And the end-of-term awards for political prowess go to . . .
We can’t let our representatives go on a very long summer break without acknowledging their outstanding contribution
But top of Fianna Fáil’s list of priorities (with Sinn Féin making similar noises in the same direction) was the cancellation of five Garth Brooks concerts.
The FF leader demanded action from the Government. “It is not beyond the capacity of the Oireachtas to pass emergency legislation, if necessary,” said Micheál, begging the Taoiseach to interfere in a local planning matter in Dublin.
It’s what Fianna Fáil would do, presumably (and interesting to discover what constitutes an emergency in Micheál Martin’s book).
THETOTAL BLARNEY AWARD
To Taoiseach Enda Kenny. In mitigation, he was talking to the Yanks while on his St Patrick’s weekend visit to America, plámásing them up to the gills in the hope that they might throw some business our way.
“If you got a problem, you have an issue or anxiety or concern or a proposition or a proposal, I want to hear it. My number is a public number, you can call me any time,” he told a gathering of businesspeople in Washington.
He said citizens in other countries “find it difficult to figure out how anybody can ring up the prime minister – or the Taoiseach in my case – and say: ‘I want to talk to you.’
“Sometimes I don’t get a chance to answer all the calls but you get calls from citizens who say: ‘look, here’s an issue: you address that.’
“That is responsibility taken to the ultimate level of politics.”
THE FOOT IN MOUTH AWARD
The setting up of the Oireachtas Banking Inquiry into Making a Show of Fianna Fáil got off to a rocky start.

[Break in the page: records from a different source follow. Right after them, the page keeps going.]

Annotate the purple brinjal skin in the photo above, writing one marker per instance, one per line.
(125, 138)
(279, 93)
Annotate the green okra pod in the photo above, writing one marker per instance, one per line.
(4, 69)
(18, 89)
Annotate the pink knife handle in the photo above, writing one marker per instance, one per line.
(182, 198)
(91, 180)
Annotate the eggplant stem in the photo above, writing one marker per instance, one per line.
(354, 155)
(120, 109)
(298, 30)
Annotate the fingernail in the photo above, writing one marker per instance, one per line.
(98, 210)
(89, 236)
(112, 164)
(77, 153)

Enda Kenny wins the Foot in Mouth award for letting the cat out of the bag about his Government’s desire to control what they repeatedly stressed would be a non-political process.
When the Fianna Fáil leader asked in the Dáil why there was a delay in getting the inquiry off the ground, the Taoiseach replied: “In order for terms of reference to be adopted and for a mandate to be given, the Government need to have a majority here.”

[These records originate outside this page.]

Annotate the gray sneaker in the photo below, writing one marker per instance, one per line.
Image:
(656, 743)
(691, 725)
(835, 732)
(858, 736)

He asked an incredulous Micheál Martin: ”How do I know what your members will do?”
Two extra Government votes were swiftly added to the committee.
PADDY LIKES TO KNOW AWARD
It’s a hat-trick for Enda with his Paddy Likes to Know Award for Short-term Amnesia. This is the conundrum which won’t go away, no matter how much the Taoiseach tries to brush it under the carpet – why can’t he say what transpired on the night he sent the Secretary General of the Department of Justice to the Garda commissioner’s home, leading to Martin Callinan’s “resignation” the following day?
Even at the MacGill Summer School this week, former minister for justice Michael McDowell, was asking : “Is there any reason why a full and frank explanation shouldn’t have been given in public at the time?” Why was the Dáil “confronted with obfuscation” on the matter?
The Taoiseach’s failure to answer questions on this, and on the events surrounding the resignation of Alan Shatter, represents “an abdication from one of the cornerstones of our democratic system”.
McDowell, a former attorney general, didn’t see the need for “deferring to a committee of investigation”. But the Taoiseach has kicked this unsettling state of affairs into the wider Fennelly inquiry into the taping of calls to Garda stations.
Why can’t Enda just say what happened?
BEST EXAMPLE OF SINN FÉIN SPEAK
Lynn Boylan – a political unknown who romped home in the Dublin constituency in the European elections. “Sinn Féin is neither Europhile nor Eurosceptic. The way we look at it is: Sinn Féin is Eurocritical,” was her stock line.